Must have tools...yes.


----------



## SpikeC (Jun 19, 2012)

My credit card.


----------



## apicius9 (Jun 19, 2012)

SpikeC said:


> My credit card.



Good for you, mine is pretty useless these days...  For me it would clearly be a computer.

Stefan


----------



## Eamon Burke (Jun 20, 2012)

Must have tool: understanding of who I am.
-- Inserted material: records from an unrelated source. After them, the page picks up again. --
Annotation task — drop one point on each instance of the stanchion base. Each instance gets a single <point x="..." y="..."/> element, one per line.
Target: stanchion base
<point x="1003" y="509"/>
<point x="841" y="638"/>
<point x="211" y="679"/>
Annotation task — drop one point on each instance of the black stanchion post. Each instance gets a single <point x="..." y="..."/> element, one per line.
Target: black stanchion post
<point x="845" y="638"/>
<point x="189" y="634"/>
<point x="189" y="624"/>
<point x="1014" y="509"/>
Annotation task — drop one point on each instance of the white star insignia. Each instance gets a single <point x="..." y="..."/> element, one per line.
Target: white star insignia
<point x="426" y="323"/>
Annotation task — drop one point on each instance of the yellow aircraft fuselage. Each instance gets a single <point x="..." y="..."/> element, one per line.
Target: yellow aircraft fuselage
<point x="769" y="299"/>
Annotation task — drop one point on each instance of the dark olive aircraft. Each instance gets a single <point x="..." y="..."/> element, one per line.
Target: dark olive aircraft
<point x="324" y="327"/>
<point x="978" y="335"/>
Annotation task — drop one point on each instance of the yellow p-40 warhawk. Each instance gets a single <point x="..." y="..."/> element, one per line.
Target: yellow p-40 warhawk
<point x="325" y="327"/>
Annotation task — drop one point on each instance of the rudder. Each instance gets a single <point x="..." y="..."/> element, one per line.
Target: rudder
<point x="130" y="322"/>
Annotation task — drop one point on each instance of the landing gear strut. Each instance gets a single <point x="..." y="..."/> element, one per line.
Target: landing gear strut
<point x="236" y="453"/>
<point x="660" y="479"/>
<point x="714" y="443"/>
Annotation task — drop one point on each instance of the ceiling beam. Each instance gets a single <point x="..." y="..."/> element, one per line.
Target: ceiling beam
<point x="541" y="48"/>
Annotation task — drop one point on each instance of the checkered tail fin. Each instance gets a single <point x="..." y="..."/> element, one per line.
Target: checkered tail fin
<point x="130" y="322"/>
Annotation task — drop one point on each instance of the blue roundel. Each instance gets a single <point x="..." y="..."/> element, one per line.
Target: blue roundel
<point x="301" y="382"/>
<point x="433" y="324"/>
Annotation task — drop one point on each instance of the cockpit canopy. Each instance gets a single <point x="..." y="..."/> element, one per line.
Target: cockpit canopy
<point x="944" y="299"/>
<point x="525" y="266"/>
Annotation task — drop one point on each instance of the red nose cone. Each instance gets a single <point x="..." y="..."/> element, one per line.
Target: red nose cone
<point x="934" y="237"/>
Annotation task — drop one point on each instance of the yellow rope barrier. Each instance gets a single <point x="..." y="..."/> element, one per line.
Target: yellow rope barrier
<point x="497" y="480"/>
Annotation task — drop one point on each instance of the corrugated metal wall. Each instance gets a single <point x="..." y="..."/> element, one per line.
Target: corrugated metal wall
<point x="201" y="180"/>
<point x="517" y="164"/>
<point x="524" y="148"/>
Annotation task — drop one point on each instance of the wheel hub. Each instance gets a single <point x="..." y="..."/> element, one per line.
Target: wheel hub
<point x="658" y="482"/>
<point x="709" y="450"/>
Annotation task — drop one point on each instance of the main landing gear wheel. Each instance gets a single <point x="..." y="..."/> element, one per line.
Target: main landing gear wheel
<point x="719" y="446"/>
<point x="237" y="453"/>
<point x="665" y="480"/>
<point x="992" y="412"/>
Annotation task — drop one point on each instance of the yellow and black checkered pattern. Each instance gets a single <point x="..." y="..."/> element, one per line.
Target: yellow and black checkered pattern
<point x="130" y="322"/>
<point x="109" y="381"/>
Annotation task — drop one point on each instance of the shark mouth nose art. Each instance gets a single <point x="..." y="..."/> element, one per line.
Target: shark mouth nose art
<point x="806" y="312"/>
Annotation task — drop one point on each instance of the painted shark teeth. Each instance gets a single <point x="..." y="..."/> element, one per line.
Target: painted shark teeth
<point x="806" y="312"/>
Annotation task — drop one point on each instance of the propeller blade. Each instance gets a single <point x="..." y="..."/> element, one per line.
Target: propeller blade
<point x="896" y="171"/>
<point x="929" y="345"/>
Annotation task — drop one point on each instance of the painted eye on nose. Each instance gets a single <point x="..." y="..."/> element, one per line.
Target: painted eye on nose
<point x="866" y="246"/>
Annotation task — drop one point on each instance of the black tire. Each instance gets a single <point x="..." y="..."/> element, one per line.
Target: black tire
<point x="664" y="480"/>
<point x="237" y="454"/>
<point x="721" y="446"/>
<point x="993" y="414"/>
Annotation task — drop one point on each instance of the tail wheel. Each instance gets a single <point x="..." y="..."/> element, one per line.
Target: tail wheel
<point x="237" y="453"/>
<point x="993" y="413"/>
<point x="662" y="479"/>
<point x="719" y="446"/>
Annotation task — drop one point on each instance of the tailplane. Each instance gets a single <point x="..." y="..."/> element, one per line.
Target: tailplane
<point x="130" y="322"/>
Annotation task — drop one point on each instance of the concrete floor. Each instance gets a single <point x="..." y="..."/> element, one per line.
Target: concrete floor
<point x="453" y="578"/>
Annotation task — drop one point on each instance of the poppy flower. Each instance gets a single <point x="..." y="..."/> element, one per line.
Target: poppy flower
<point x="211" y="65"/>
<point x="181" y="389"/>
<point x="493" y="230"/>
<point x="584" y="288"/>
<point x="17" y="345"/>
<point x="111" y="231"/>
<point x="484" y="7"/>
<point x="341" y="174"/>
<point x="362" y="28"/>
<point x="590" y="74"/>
Must have object: I don't leave home without my Swiss Army Knife(though my life is different now, and I need a new model to match). I disassembled and repaired my garbage disposal the other day using only my SAK and a bar I found to pry the case off.


----------



## Deckhand (Jun 20, 2012)

My SOG Trident TF-3, I always take it with me.
At home my iPad


----------



## pkb (Jul 5, 2012)

A vise.


----------



## Birnando (Jul 5, 2012)

A wine opener, followed by my Am-Ex


----------



## brainsausage (Jul 5, 2012)

Vertigo said:


> There's really only one appropriate answer to that question.
> 
> Besides that thing, though, I'd say my smartphone.
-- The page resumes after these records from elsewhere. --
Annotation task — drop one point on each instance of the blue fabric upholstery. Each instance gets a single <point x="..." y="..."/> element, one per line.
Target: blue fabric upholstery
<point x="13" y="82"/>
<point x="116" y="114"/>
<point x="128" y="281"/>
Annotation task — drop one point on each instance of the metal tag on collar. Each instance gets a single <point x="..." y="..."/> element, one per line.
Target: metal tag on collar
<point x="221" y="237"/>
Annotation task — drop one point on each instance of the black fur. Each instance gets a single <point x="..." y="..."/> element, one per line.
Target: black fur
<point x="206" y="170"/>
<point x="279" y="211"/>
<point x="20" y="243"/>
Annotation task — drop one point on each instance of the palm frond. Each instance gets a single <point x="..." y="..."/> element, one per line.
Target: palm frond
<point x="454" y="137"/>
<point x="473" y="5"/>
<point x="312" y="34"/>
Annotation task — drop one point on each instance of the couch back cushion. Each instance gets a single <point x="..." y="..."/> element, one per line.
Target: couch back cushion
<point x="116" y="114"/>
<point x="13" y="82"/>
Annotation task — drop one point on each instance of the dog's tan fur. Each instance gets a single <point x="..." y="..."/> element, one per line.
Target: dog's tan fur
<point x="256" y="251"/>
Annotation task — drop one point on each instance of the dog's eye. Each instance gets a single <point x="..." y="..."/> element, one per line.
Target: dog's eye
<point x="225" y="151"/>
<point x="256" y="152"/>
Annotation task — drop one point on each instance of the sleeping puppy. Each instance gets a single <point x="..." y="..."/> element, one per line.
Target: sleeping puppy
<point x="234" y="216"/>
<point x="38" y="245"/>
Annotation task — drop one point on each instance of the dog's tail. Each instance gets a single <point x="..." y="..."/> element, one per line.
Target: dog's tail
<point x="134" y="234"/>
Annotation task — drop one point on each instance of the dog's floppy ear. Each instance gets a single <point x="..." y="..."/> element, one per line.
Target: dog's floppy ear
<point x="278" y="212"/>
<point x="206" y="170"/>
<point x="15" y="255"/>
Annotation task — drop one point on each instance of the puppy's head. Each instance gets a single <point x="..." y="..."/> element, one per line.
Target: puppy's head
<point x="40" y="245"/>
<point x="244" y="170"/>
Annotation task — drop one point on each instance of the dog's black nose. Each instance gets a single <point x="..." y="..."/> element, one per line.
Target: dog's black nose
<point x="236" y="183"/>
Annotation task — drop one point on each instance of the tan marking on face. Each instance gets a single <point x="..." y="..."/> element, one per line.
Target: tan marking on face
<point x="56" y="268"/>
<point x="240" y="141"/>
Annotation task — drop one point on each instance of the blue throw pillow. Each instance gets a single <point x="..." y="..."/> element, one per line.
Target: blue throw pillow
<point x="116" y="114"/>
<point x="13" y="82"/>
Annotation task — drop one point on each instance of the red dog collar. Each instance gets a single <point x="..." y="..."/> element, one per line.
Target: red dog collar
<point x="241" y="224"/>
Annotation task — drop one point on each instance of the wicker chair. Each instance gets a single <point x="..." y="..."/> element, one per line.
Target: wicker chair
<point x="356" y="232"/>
I use my iPhone for reference, conversion, percent calculations etc in the kitchen multiple times a day(as well as to obsessively check this forum) I wish theyd cram a digi and a bottle opener on this thing... A laser would be nice too, for both measuring and burning. I want future stuff now dammit!


----------



## Boki (Jul 6, 2012)

BFH  so far never let me down :justkidding:


----------